Inde du Sud (Tamil Nadu), tradition millénaire
BHARATA NATYAM
La danse sacrée du Tamil Nadu
Le Bharata Natyam est l'une des huit danses classiques indiennes officiellement reconnues, originaire du Tamil Nadu, dans le sud de l'Inde. Ses origines remontent au Natya Shastra, un traité sanskrit sur les arts de la scène attribué à Bharata Muni, vieux de plus de 2000 ans. Autrefois pratiquée par les devadasis, danseuses consacrées aux temples, la danse était à la fois offrande et narration des mythes hindous.

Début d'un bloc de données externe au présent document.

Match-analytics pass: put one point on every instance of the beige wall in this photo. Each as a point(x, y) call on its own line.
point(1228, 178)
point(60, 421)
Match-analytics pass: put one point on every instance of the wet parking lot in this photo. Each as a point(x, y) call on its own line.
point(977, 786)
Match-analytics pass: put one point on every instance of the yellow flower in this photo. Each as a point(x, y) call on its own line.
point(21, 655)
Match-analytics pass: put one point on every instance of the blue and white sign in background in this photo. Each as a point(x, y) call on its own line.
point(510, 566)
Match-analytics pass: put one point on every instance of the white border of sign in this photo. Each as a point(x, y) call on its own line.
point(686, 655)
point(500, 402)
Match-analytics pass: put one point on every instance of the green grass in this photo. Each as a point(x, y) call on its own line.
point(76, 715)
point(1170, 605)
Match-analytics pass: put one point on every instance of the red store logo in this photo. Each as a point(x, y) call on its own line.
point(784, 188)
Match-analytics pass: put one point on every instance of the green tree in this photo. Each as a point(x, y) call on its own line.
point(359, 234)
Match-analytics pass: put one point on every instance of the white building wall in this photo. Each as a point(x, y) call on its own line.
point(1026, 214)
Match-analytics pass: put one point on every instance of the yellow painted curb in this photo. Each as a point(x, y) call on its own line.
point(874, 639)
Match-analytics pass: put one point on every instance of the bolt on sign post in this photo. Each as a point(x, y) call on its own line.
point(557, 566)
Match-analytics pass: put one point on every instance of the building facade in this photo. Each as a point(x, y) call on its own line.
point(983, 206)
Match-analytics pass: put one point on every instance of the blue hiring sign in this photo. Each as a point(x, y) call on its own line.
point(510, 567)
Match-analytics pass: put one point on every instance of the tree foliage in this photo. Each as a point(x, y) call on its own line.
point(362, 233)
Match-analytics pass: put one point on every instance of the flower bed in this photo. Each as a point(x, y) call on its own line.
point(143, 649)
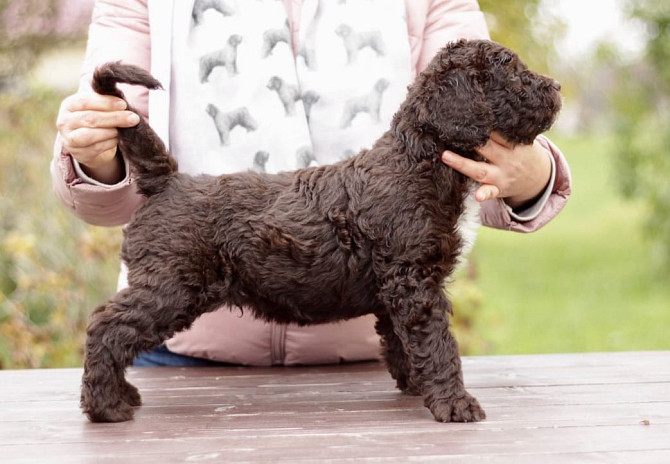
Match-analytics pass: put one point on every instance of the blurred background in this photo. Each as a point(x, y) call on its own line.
point(594, 279)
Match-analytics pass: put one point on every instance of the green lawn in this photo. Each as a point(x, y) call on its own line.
point(582, 283)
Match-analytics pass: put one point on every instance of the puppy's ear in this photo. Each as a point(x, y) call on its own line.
point(453, 106)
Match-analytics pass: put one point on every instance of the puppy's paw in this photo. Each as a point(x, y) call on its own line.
point(130, 394)
point(460, 408)
point(118, 412)
point(408, 387)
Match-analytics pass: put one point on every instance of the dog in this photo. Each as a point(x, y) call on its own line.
point(369, 103)
point(355, 41)
point(226, 57)
point(289, 94)
point(226, 122)
point(376, 233)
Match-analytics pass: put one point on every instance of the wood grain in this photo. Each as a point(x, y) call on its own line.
point(596, 407)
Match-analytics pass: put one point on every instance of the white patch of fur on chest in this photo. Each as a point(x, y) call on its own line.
point(468, 225)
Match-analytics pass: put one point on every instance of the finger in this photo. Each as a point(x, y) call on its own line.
point(97, 119)
point(92, 101)
point(96, 155)
point(85, 138)
point(500, 140)
point(492, 151)
point(487, 192)
point(479, 171)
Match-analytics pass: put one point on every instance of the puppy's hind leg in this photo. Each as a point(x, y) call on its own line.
point(136, 319)
point(420, 320)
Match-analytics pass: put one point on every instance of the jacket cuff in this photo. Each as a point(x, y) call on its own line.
point(533, 210)
point(102, 205)
point(89, 180)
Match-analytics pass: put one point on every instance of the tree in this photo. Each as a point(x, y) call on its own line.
point(642, 106)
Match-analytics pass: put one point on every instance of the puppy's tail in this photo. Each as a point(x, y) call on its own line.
point(152, 165)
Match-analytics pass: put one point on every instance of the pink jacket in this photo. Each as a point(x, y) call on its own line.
point(138, 31)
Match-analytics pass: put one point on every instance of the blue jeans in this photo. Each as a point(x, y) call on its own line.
point(162, 357)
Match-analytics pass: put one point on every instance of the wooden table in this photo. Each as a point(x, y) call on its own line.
point(596, 408)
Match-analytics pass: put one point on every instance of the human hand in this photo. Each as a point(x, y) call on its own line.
point(516, 173)
point(87, 123)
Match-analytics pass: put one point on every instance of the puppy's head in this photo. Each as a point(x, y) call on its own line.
point(472, 88)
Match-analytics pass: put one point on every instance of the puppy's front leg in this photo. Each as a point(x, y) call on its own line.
point(420, 320)
point(395, 356)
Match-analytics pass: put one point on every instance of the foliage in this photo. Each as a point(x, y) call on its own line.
point(53, 268)
point(581, 283)
point(514, 24)
point(642, 105)
point(30, 27)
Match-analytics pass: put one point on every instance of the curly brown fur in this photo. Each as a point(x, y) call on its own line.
point(376, 233)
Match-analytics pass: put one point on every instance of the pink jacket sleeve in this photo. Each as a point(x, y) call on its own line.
point(431, 25)
point(119, 31)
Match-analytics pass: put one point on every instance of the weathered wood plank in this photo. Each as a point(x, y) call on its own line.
point(609, 407)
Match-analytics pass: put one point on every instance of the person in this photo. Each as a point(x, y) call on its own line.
point(272, 86)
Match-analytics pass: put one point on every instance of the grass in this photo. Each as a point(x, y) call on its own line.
point(582, 283)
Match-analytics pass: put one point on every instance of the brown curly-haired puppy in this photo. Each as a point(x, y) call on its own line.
point(376, 233)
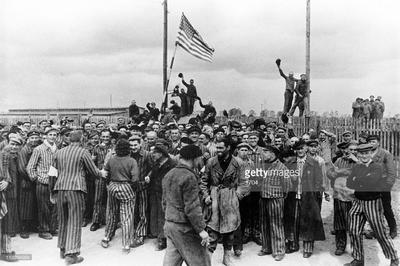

Après une période de déclin et de stigmatisation sous l'ère coloniale, le Bharata Natyam a connu un renouveau spectaculaire au XXe siècle grâce à des artistes comme Rukmini Devi Arundale, qui l'a réformée et ouverte au public mondial, tout en préservant sa rigueur technique. Aujourd'hui, c'est une discipline exigeante, pratiquée dans le monde entier, qui combine précision géométrique, expression dramatique et spiritualité.
Sur scène, le Bharata Natyam alterne entre le nritta (danse pure, technique) et le nritya (danse expressive, narrative). Le danseur utilise des mudras (gestes des mains codifiés), des expressions faciales (abhinaya), des frappes de pieds rythmiques et des positions de corps sculpturales. L'ensemble forme un langage visuel extrêmement sophistiqué, capable de raconter des épisodes entiers des épopées indiennes.
Comment ça se danse
La technique & les figures
Le Bharata Natyam se danse sur des cycles rythmiques (tala) complexes, le plus souvent en 8 temps (adi tala) ou en 16 temps. Le danseur porte des clochettes (ghungroo) aux chevilles et utilise des adavu, des unités de pas rythmiques de base, qu'il combine en phrases (jathi). La technique est à la fois rigide et fluide, avec des positions précises et des transitions souples.
Les styles et les fondamentaux
La posture fondamentale est l'aramandi ou araimandi : demi-plié avec les hanches ouvertes en dehors et les pieds tournés, comparable à la position de la danse classique mais avec une ouverture plus marquée. Les bras, le buste et la tête sont alignés dans des lignes géométriques. Le travail des mudras (hasta) est essentiel : chaque position des mains porte un sens précis. L'abhinaya (expression du visage) raconte les émotions et les histoires.
Figures principales
- 01
Araimandi
Posture de base en demi-plié avec les hanches ouvertes en dehors. C'est la position fondatrice de tout le Bharata Natyam.
- 02
Adavu
Unités de pas rythmiques de base. Il existe de nombreux adavu (tattadavu, natadavu, teermanam adavu, etc.) qui forment le vocabulaire technique.
- 03
Mudras (hasta)
Langage codifié des mains. Les mudras (comme le pataka, le tripataka, le ardhachandra) portent des sens narratifs et symboliques.
- 04
Abhinaya
Expression dramatique du visage et des yeux qui traduit les émotions (navarasas) et les récits mythologiques.
- 05
Chakkar
Tours rapides sur soi-même, souvent enchaînés en spirale. La tête et les bras restent parfaitement alignés pendant la rotation.
- 06
Alarippu
Première composition traditionnelle d'un récital, offerte à la divinité. Elle combine adavu, mudras et rythme dans une forme courte et pure.
Lire la musique
La musique du Bharata Natyam est traditionnellement assurée par un ensemble de carnatique (musique classique du Sud de l'Inde) : voix, veena (luth), mridangam (tambour), violin, flute et cymbales. Le mridangam tient le tala, le cycle rythmique, et dialogue avec les ghungroo du danseur.